В Средние века тема смерти была близка людям не только в качестве напоминания о необходимости покаяния, но и в качестве некоего всеприсутствия, носящего временами иронический характер. «Нужно сказать, что и образ смерти в средневековом и ренессансном гротеске (в том числе и в изобразительном, например, в «Плясках смерти» Гольбейна или у Дюрера) всегда включает в себя элемент смешного. Это всегда – в большей или меньшей степени – смешное страшилище» [3]. У Бернта Нотке гротескный элемент отсутствует. Это можно объяснить и тем, что художник принадлежал к культурному региону, где гротеск и ирония в отношении церковных сюжетов не были приняты. Но, с другой стороны, на его образах сказывается и влияние Возрождения с его культом красоты. В отличие от различных предыдущих вариантов этого сюжета «Танец смерти» Бернта Нотке не только не производит отталкивающего впечатления, но, напротив, впечатляет своей красотой и яркими красками.
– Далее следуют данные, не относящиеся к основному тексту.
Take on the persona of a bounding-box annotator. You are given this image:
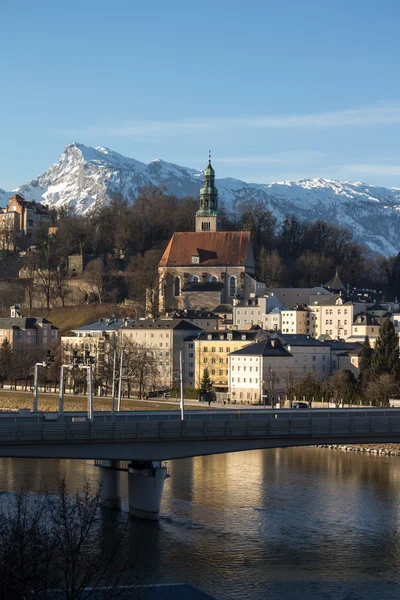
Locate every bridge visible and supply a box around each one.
[0,408,400,518]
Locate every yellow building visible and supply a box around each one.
[194,329,267,392]
[346,313,381,348]
[281,304,314,334]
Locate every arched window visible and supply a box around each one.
[174,277,181,296]
[229,275,236,297]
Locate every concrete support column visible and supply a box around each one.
[128,460,167,520]
[97,460,121,508]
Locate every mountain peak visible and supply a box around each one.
[0,147,400,255]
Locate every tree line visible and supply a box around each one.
[276,319,400,406]
[0,188,400,307]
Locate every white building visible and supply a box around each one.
[268,286,332,308]
[281,304,314,334]
[233,294,280,329]
[120,319,202,389]
[229,334,331,403]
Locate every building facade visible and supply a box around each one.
[194,329,267,392]
[0,194,51,243]
[0,305,58,349]
[158,161,255,313]
[119,319,202,390]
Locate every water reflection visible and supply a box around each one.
[0,448,400,600]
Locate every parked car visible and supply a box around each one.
[292,402,310,408]
[200,392,217,402]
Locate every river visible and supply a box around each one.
[0,448,400,600]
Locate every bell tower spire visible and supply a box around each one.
[196,150,218,231]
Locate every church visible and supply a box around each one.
[158,157,257,313]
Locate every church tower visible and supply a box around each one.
[196,153,218,231]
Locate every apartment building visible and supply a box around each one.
[308,294,366,340]
[194,328,267,391]
[0,194,51,243]
[281,304,314,334]
[229,334,331,403]
[0,305,58,349]
[268,286,332,309]
[263,307,282,331]
[119,319,202,389]
[165,309,222,331]
[232,294,280,329]
[277,333,332,380]
[346,313,381,348]
[228,338,292,404]
[61,317,136,374]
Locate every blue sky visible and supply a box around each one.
[0,0,400,190]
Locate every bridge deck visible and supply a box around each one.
[0,409,400,460]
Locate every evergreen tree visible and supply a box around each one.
[360,335,374,386]
[371,318,400,379]
[200,369,212,394]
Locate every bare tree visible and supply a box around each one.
[325,370,356,407]
[84,258,110,304]
[123,340,159,398]
[52,266,71,306]
[365,373,399,406]
[0,480,146,600]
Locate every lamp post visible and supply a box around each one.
[33,350,54,413]
[179,348,185,421]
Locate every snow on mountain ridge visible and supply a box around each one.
[0,142,400,255]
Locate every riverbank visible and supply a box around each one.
[318,444,400,456]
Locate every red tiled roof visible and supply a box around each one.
[159,231,250,267]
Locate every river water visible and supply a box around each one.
[0,448,400,600]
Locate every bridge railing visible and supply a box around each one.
[0,413,400,444]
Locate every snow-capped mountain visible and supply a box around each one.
[0,144,400,255]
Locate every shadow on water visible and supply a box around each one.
[0,448,400,600]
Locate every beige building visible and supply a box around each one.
[119,319,202,389]
[308,294,365,340]
[0,305,58,349]
[281,305,314,334]
[233,293,280,329]
[0,194,51,243]
[229,334,331,404]
[194,329,267,391]
[61,317,135,377]
[165,309,222,331]
[268,286,332,309]
[346,313,381,348]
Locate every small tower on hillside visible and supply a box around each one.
[196,153,218,231]
[10,304,21,319]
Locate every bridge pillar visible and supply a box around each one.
[96,460,121,508]
[128,460,168,520]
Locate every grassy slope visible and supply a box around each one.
[0,390,208,412]
[32,304,131,336]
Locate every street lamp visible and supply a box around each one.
[33,350,54,412]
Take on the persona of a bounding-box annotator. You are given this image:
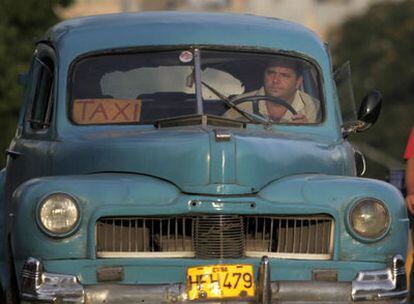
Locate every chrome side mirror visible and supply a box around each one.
[357,90,382,132]
[342,90,382,137]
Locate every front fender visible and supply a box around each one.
[258,175,409,262]
[12,173,180,262]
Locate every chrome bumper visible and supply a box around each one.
[21,255,408,304]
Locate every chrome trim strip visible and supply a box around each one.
[246,251,332,260]
[96,251,195,259]
[352,254,408,301]
[21,257,84,304]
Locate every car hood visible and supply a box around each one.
[50,126,346,195]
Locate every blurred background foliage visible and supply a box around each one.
[328,0,414,178]
[0,0,414,178]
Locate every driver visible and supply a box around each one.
[224,59,319,123]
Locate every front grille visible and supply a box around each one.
[245,215,333,259]
[96,217,194,257]
[96,215,334,259]
[194,215,245,259]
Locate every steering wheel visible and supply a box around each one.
[232,95,298,115]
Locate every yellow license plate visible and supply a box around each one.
[187,265,255,300]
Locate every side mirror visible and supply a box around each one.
[342,90,382,137]
[17,73,29,87]
[356,90,382,132]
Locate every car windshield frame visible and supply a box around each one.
[67,45,326,126]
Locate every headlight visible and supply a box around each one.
[349,198,390,239]
[39,193,79,235]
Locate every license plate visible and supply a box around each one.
[187,265,255,300]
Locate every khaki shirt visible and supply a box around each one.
[223,88,320,123]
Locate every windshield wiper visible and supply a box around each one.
[201,81,271,127]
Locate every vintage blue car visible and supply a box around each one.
[0,12,408,304]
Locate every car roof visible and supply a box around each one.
[42,11,324,61]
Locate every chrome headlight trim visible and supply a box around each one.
[346,197,391,243]
[36,192,81,238]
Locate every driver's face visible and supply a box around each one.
[263,66,303,102]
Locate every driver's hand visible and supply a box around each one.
[405,194,414,214]
[292,114,309,123]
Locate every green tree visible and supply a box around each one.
[0,0,72,166]
[329,0,414,177]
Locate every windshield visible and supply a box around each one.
[70,49,322,124]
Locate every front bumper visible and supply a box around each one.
[21,255,408,304]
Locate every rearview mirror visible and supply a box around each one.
[357,90,382,132]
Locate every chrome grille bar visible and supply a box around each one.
[96,217,194,257]
[245,215,334,259]
[95,215,334,259]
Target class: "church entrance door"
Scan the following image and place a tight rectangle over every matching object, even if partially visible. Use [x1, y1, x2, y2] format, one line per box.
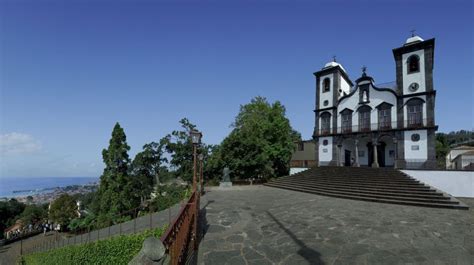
[367, 142, 386, 167]
[344, 149, 351, 167]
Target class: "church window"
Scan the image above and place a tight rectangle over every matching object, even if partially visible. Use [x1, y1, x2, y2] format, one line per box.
[321, 112, 331, 134]
[341, 109, 352, 133]
[407, 98, 423, 127]
[323, 77, 331, 92]
[379, 103, 392, 129]
[298, 142, 304, 151]
[411, 133, 420, 142]
[359, 106, 371, 132]
[407, 55, 420, 74]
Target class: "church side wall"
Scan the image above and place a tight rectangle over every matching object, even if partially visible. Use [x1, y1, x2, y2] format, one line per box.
[341, 76, 351, 94]
[318, 74, 334, 108]
[404, 130, 428, 163]
[402, 50, 426, 95]
[402, 170, 474, 197]
[337, 84, 397, 132]
[403, 95, 428, 127]
[318, 137, 334, 166]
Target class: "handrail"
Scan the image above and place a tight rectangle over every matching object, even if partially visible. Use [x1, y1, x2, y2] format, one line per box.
[314, 119, 435, 136]
[160, 191, 199, 264]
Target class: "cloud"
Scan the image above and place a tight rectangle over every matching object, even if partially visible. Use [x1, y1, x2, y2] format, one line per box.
[0, 132, 42, 155]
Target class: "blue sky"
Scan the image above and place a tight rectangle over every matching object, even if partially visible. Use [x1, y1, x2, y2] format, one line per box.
[0, 0, 474, 178]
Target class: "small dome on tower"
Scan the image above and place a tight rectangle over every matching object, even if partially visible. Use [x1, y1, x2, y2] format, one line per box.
[323, 61, 346, 72]
[405, 35, 424, 45]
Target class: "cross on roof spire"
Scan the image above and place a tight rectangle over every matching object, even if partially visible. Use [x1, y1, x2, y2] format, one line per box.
[362, 65, 367, 76]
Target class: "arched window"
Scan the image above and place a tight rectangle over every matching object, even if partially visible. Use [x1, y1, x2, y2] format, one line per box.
[406, 98, 424, 127]
[407, 55, 420, 74]
[321, 112, 331, 134]
[377, 102, 392, 130]
[358, 105, 372, 132]
[323, 77, 331, 92]
[341, 109, 352, 133]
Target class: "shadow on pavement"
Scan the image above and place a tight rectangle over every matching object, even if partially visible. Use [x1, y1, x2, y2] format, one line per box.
[199, 200, 214, 243]
[266, 211, 324, 265]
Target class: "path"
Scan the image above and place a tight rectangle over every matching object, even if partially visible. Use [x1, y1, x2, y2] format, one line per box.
[198, 186, 474, 265]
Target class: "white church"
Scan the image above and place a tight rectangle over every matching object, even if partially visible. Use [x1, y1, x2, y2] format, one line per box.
[313, 35, 437, 168]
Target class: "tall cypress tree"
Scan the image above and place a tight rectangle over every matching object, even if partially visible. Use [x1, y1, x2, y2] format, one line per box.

Жизнь и смерть – базовые категории человеческого существования, вне зависимости от таких социальных и демографических показателей, как продолжительность жизни, рейтинг самоубийств или наиболее опасные болезни. Смерть всегда рядом, как бы далеко ни шагнула медицина и ни повысился уровень жизни. Страх перед эпидемиями чумы в Средние века нисколько не сильнее, чем страх перед ВИЧ-инфекцией, охвативший людей в ХХ веке, или терроризмом в ХХI. Конечность нашего бытия подчеркивают и современные исследователи культуры. «Что нам необходимо сегодня больше, чем когда-либо, – пишет, ссылаясь на известную представительницу гендерных исследований Д. Харвей, в своей книге, посвященной проблемам киберкультуры М. Дери, – так это глубокое, постоянное ощущение зыбкости нашей жизни, что все мы действительно умрем, что наша земля действительно имеет пределы» [4]. Эта универсальность ощущения конечности земного бытия, воплощенная в столь выразительной форме репрезентации отношений Человека и Смерти как «Танец смерти», привлекает к себе художников и музыкантов прошлого и настоящего. Эта тема была разработана в знаменитых сочинениях на эту тему Ф. Листа и К. Сен Санса, композициях групп "Cradle of Filth" и "Iron Maiden". То, что сюжет этот неисчерпаем, показывает обращение к «Пляске смерти» Томаса Адеса, прибегающего к весьма смелым выразительным приемам и достигающего великолепной выразительности и настроения.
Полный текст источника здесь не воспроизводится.